Background: Optic gliomas are mainly observed in pediatric patients. Twenty-five percent of cases are diagnosed in the first year of life. Infants with optic gliomas must be considered distinctly from the rest of pediatric patients with this type of lesion, because of the more invasive nature of the tumour and a worse prognosis. Most authors think that surgical treatment of optic gliomas has to be limited to a diagnostic biopsy of the lesion and, in selected cases, to partial decompressive excision. Chemotherapy is useful in the control of the disease, particularly when combined with surgery. Radiotherapy has important secondary effects on the immature brain, and its use is restricted to patients who have reached the 2nd year of life.
Methods: We report our observations on 11 patients with optic gliomas diagnosed in the first year of life, and treated at the Section of Pediatric Neurosurgery of the Catholic University of Rome between 1980 and 1994.

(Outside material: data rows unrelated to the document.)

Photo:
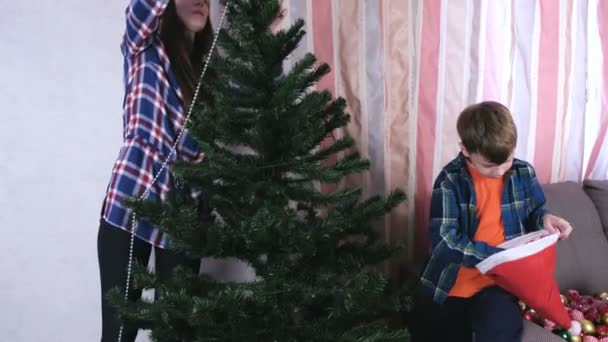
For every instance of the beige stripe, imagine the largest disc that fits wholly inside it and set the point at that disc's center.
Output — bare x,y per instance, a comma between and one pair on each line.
564,84
398,52
347,50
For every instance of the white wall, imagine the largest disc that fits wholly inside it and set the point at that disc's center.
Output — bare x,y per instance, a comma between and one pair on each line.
60,130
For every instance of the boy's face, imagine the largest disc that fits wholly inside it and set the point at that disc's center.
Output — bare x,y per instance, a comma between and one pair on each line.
486,168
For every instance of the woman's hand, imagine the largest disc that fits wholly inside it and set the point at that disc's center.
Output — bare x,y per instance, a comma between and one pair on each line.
556,224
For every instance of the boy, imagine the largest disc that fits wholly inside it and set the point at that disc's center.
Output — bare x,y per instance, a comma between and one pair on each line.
480,199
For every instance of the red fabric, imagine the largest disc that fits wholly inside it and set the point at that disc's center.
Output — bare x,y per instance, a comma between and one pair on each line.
531,279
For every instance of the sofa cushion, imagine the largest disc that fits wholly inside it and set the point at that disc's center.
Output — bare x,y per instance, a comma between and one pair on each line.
581,259
598,192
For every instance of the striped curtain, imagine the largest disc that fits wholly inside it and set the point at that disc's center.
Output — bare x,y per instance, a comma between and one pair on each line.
407,68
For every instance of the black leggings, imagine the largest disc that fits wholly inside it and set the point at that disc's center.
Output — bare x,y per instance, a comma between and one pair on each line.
113,253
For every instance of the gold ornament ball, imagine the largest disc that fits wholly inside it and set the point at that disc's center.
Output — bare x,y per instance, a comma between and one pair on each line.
522,305
588,327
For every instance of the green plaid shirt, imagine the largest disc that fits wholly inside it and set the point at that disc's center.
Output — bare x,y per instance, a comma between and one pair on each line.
453,221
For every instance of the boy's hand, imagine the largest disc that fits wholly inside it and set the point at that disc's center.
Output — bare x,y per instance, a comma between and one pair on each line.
556,224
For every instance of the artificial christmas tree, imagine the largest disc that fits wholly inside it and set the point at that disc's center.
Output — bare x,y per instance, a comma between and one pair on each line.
314,253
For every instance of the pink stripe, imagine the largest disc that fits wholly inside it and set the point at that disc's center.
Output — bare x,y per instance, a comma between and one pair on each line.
322,27
602,17
382,44
494,50
427,107
547,89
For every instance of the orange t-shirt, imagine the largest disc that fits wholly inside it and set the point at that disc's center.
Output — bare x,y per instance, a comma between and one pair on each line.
489,230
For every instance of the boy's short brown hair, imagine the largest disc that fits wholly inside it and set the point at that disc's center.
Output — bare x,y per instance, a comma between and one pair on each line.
487,128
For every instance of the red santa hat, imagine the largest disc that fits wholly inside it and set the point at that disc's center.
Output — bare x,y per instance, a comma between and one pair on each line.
525,269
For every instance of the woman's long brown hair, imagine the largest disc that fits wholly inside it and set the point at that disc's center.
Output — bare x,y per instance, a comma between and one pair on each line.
186,63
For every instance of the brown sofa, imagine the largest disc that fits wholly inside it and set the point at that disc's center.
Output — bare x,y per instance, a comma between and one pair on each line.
582,260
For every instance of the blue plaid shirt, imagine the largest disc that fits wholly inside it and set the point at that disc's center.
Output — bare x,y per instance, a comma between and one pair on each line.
453,221
153,117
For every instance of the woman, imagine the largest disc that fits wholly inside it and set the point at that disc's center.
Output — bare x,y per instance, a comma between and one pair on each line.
163,47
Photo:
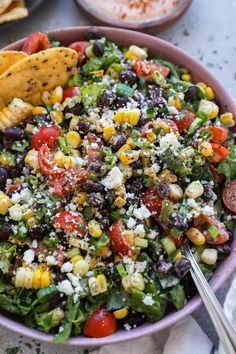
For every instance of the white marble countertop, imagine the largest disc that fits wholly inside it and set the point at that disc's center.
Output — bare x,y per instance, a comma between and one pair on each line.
207,31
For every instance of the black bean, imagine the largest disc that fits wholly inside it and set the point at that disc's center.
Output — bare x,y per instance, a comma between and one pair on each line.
14,133
182,267
97,167
223,249
95,199
92,33
91,186
164,267
133,319
163,190
38,231
191,94
128,77
98,49
208,192
3,177
83,127
178,221
74,110
110,197
118,141
107,98
5,231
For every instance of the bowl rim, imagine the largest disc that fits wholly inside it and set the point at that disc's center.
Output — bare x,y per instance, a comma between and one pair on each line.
226,267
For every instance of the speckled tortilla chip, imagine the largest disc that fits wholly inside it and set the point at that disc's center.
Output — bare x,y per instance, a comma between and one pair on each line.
15,11
36,73
8,58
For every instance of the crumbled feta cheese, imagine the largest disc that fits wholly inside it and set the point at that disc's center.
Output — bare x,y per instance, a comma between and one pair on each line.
208,211
148,300
114,178
169,139
131,223
28,256
141,213
66,267
65,287
51,260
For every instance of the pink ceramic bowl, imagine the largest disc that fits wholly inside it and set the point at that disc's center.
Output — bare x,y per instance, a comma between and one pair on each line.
200,73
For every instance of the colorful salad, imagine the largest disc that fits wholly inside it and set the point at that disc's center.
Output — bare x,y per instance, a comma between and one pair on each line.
103,178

Results: In 45.4% of cases the tumour involved the intracranial optic nerve, the optic chiasm, the optic tract and the thalamus. Nystagmus was the most frequent clinical sign, and it was observed in all cases. Signs of intracranial hypertension were observed in 72.6% of cases. We performed a partial decompressive excision of the tumour in 82% of patients. In 2 of these cases we have observed a spontaneous disappearance of the tumour residue and in 5 cases a prolonged time of survival. Mortality has been lower in our group of patients, compared with other authors' experience (36.4% vs 50-80%). Also morbidity has been lower. A severe neurological worsening was observed in two patients and a complete blindness in other two cases (18.1% vs 66.6-100%).
Conclusions: We think that the lower morbidity and mortality observed in our patients can, at least in part, be ascribed to a more aggressive surgical treatment of the lesions.